Frau Isermeyer berichtet, dass die Gesamtzahl der dem Landkreis Helmstedt zugewiesenen und nun in Jugendhilfemaßnahmen befindlichen UmAs derzeit bei ca. 30 Jugendlichen läge. Davon haben 10 Jugendliche das 18. Lebensjahr vor kurzem erreicht. Diese würden entsprechend kurzfristig aus den Jugendhilfemaßnahmen entlassen werden. Dr. Börger erfragt, ob die über 18-jährigen UmAs in der Quote Berücksichtigung fänden.
Frau Isermeyer bejaht dies.
Dr. Börger möchte wissen, ob der Verteilschlüssel veränderbar sei, sodass zunehmend UmAs zugewiesen werden.
Frau Isermeyer äußert sich dazu, dass ihr keine Erkenntnisse darüber vorlägen. Grundsätzlich müsse man aber betonen, dass einer Jugendhilfemaßnahme stets ein im Vorfeld festgestellter Bedarf vorausgegangen sein müsse.
Herr Hasse folgt diesem Gedanken. Er zeichnet folgendes Szenario: Orientiert sich der Geschäftsbereich Jugend bei der Bedarfsermittlung von Jugendhilfemaßnahmen ausschließlich am Alter der Jugendlichen, würden Jugendliche, die mit der Vollendung des 18. Lebensjahres und die sich in der deutschen Gesellschaft ohne weitere Betreuung zurechtfinden, aus der Jugendhilfemaßnahme zu entlassen werden. Bestünde ein Bedarf über das Erreichen des 18. Lebensjahres hinaus, hätte dies zur Folge, dass dann die jungen volljährigen Ausländer zu behandeln seien, wie ein klassischer Jugendhilfefall. Im Moment sei die Rechtslage, dass der Landkreis die UmAs bis zur Vollendung des 18. Lebensjahres aufnehmen muss, um dann zu schauen, wie der Bedarf sei.

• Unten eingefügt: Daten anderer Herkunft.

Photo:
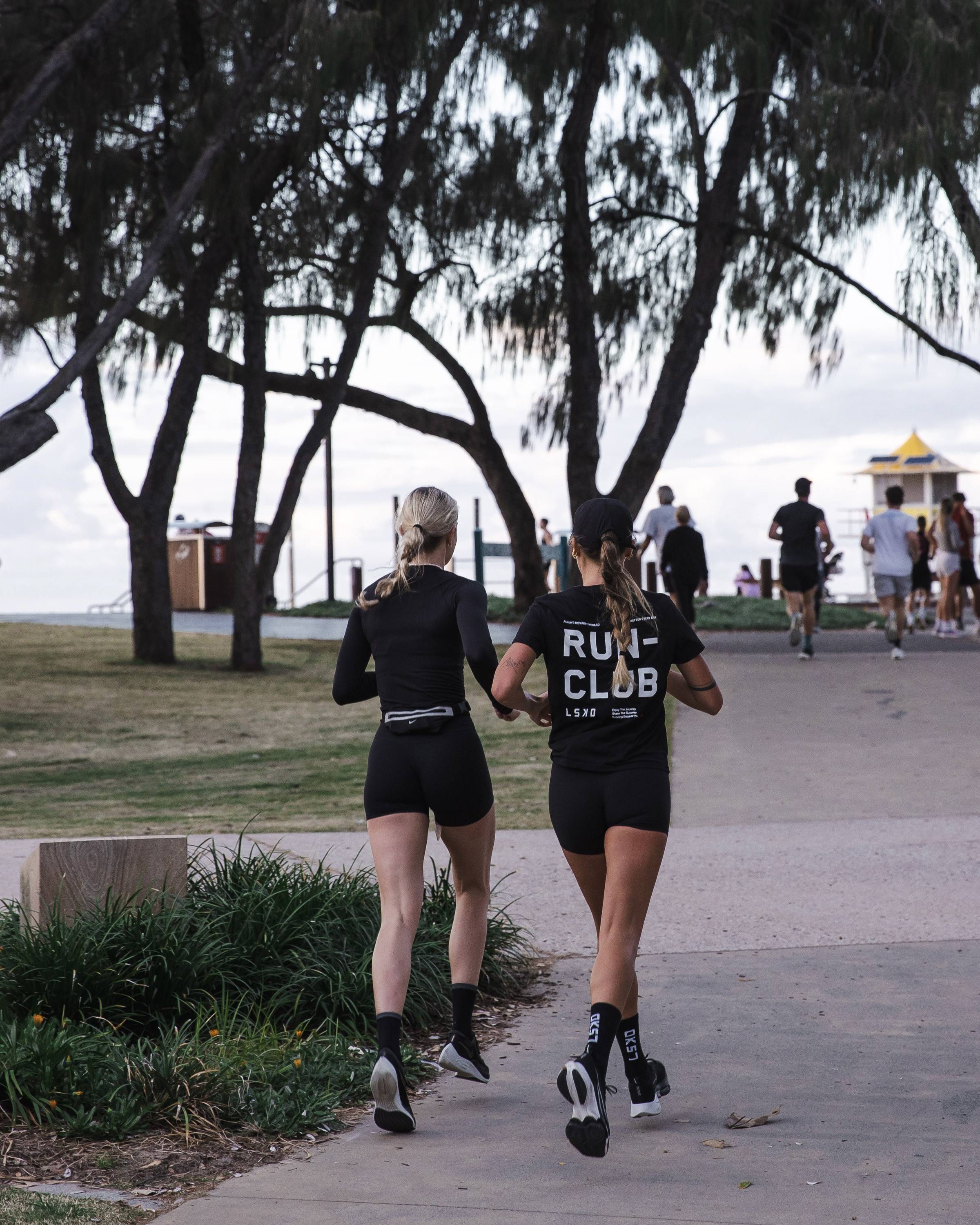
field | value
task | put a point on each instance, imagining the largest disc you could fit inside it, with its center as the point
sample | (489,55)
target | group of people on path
(901,549)
(612,652)
(680,552)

Herr Kochanski stellt seine Power Point Präsentation vor.
Frau Bosse fragt nach, ob es einen Durchschnittswert gäbe, wie lange eine Beratung benötigt wird.
Herr Kochanski antwortet, dass es schwierig sei den Durchschnittswert zu nennen, dieser liegt bei bis zu zwei Jahren.
Herr Kochanski wird beim nächsten Jugendhilfeausschuss im Mai erneut über dieses Thema berichten.
Herr Stahl schließt den Tagespunkt, da keine weiteren Fragen gestellt werden.